You will have your list of questions ready, ensure these can be accommodated in the time given. We have seen that remote interviews tend to move a little quicker, so if it finishes early than planned, try not to be too concerned.

It may help to have your questions written or printed if possible. This will stop you having to split your screen, therefore minimising your view of the candidate. Where possible, please avoid taking notes via your laptop as you are interviewing. Also, try to avoid writing lots of notes on paper. This is take your eye contact away from the candidate and not give a good impression. You are recommended to make notes, but balance this with eye contact and candidate rapport.

To start, simply introduce yourself, briefly discuss the role and allow them the opportunity to talk through their application for a few minutes. This will help make the candidate feel more comfortable, engaged and ready to perform to their best. Make sure that you advise each candidate it is okay for them to ask to repeat any question, due to mute / un-mute or technical glitches / audio issues.

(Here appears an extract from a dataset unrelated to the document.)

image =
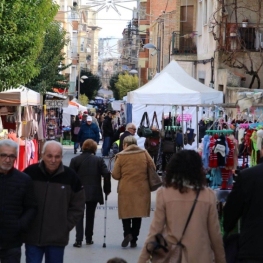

Throughout the interview make sure you are paying full attention to how the candidate is presenting themselves and how well they communicate. Try not to be distracted by the fact this is a remote interview, retain eye contact.

Tips

  1. Wait a few additional seconds for a response before speaking as this accommodates the time the interviewee needs to think of a response and compensates for any lag time or delays in the signal.
  2. Remember if you do mute your microphone when not speaking, be very mindful that this needs to go back on once you start again.

Allow the candidate to ask any questions at the end of the interview, and advise of next steps.

Post interview

Once the interview has finished and whilst fresh in your mind, you can make an informed decision based on their answers. You can then score and decide if you would be happy to appoint, or follow up with second interview.